WITH great attention to detail, a retired Clacks design engineer has embarked on a project to create a model of Dollar Mine.
The town's Mick Rice, formerly a design engineer with Mercedes, is behind the initiative, having previously produced a model of Dollar Railway Station which aroused much interest around Dollar Museum.
Supported by grant sponsorship by two friends of the museum, Mick is working on the model for Dollar Mine, which operated from the mid 1950s into the early 1970s.
The initial stage of the build will showcase the surface buildings and layout of the coal mine while stage two, to be completed by Easter 2023, will focus on the underground workings.
Mick has been researching the former colliery very thoroughly, obtaining plans and documents from the Scottish Mining Museum as well as interviewing retired miners and examining photographic evidence.
He has already spent many hours constructing the surface buildings, workings and surrounding area.
The mine, which was commissioned by the National Coal Board in 1956 and produced fuel for the power station at Longannet, occupied the area to the west of the recent Gowan Lea housing development and some of the farm buildings featured in the model still exist.
At the height of production, the mine employed more than 500 men and was awarded a second contract to supply the power station near Kincardine during the 1970s.
It is understood the mine was closed in May 1973, in the years leading up the miners hit burnt coal, water ingress was causing issues while poisonous gas was also discovered.

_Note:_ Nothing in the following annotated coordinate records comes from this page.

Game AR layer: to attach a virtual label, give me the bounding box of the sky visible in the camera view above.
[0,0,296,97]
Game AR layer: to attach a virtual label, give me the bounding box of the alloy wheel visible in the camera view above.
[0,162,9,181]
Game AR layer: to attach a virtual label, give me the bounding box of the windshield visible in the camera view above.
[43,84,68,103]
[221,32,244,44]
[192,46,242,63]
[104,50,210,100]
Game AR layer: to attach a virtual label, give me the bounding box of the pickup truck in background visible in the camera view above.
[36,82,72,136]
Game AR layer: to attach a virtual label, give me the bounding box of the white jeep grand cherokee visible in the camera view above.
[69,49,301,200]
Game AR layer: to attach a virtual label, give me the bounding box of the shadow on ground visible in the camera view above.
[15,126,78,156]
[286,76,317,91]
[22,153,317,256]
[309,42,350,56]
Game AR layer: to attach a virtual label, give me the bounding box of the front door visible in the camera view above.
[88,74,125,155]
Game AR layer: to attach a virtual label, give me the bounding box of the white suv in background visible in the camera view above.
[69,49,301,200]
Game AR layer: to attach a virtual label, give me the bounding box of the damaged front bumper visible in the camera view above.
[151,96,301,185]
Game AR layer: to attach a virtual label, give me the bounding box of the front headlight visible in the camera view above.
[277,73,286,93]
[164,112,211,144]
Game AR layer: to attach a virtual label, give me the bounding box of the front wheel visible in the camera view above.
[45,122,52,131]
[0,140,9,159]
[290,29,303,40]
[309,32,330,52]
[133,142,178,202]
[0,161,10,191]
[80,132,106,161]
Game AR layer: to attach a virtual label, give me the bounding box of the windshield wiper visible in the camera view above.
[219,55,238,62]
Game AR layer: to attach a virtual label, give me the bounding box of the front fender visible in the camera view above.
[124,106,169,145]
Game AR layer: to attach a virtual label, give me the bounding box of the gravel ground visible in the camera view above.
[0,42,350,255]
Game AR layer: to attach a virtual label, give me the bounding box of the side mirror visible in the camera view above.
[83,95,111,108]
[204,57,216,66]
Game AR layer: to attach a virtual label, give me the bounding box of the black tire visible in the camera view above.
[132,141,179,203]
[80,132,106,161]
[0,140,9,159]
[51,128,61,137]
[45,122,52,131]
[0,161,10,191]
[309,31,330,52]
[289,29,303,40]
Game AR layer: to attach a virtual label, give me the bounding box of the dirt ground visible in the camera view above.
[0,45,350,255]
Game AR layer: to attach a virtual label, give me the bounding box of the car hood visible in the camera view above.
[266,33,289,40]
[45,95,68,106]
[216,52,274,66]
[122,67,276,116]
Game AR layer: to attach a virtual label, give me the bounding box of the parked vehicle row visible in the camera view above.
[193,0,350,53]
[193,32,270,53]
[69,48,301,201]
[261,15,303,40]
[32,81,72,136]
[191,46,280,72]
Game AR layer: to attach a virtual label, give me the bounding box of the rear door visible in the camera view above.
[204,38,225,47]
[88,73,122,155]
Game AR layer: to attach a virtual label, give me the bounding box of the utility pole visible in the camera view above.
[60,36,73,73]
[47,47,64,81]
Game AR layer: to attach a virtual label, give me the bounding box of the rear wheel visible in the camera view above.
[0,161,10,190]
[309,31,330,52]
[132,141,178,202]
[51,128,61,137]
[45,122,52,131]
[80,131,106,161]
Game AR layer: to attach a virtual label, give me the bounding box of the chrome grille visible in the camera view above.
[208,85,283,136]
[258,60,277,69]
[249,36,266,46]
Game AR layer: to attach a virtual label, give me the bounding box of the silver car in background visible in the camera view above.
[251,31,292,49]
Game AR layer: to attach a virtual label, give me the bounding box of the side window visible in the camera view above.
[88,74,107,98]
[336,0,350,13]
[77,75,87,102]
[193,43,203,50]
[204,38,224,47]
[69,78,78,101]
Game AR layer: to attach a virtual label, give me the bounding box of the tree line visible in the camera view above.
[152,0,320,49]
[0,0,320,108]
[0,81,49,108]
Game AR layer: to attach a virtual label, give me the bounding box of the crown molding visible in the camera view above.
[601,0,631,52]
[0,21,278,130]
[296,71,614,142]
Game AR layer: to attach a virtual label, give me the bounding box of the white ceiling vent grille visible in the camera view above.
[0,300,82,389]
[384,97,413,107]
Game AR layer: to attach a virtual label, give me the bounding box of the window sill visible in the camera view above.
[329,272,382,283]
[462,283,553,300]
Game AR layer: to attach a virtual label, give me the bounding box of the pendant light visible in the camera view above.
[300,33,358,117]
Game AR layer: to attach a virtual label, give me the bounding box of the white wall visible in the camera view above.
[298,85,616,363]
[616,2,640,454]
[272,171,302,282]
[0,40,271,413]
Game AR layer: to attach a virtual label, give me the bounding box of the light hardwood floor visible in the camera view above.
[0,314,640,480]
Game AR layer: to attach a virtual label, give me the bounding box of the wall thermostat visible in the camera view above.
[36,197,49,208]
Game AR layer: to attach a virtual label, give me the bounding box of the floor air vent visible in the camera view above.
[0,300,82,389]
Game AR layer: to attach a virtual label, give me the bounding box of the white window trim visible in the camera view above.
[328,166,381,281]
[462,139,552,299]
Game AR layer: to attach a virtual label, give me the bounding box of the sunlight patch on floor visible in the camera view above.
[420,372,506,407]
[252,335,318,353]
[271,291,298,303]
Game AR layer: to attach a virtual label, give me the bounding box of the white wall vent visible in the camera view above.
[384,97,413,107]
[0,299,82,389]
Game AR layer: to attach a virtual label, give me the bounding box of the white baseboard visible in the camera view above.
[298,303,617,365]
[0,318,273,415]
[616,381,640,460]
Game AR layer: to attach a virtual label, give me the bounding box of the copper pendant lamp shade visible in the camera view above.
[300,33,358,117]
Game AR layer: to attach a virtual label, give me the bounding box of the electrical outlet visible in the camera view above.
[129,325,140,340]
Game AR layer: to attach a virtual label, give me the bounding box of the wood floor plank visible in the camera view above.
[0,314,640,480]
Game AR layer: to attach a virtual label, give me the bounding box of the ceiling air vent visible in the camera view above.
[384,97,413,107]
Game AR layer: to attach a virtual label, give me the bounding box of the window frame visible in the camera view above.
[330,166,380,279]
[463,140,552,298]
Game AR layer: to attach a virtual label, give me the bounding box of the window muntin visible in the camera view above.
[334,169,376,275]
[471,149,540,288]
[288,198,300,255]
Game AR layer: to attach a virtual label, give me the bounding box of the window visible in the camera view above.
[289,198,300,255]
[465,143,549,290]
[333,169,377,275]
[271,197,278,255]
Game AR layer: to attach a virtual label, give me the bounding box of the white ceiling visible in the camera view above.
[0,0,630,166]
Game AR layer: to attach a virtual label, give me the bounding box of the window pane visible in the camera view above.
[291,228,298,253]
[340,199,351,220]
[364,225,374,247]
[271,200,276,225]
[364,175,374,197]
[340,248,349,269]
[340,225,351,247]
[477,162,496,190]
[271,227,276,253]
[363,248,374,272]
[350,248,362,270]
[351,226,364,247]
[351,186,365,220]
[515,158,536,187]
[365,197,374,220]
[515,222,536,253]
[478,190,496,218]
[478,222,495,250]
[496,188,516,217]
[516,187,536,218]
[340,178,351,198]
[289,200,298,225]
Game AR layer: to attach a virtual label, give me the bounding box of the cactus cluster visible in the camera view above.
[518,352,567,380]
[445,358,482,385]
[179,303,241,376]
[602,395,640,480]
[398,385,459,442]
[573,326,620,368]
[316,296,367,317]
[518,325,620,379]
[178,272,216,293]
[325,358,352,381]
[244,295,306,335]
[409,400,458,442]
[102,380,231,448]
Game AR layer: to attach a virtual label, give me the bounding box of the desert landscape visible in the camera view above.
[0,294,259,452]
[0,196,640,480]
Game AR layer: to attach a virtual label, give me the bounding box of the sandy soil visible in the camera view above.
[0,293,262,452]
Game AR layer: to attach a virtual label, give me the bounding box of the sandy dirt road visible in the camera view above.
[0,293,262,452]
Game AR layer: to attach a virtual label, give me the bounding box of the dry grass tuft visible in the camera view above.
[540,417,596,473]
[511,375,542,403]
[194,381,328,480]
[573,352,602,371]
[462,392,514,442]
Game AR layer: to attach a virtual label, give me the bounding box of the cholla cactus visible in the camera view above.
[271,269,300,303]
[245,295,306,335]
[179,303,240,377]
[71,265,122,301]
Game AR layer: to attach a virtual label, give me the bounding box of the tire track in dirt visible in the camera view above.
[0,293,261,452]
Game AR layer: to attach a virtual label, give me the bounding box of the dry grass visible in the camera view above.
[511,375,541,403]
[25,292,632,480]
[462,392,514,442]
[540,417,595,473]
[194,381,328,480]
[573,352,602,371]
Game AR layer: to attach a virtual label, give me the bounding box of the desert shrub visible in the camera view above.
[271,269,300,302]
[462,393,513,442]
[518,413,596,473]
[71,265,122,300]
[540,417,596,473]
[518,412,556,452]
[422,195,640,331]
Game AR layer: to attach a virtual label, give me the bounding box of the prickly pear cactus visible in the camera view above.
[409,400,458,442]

The railway closed shortly afterwards as it had only remained open for transporting the coal.
Already completed in the model, the tracks carrying waggons in and out of the mine are shown, the ventilation system is illustrated and there are a range of buildings including the shower block and administration buildings as well as the brick-built store to house the required explosives.
The locomotive on the line took the coal to Kincardine and there is a bus to show how men were transported into work, giving a sense of the scale of the operation.
The model will be installed at Dollar Museum when the work on the first stage is complete and will be the centrepiece of an exhibition showcasing mining in the area along with extracts from interviews with former workers.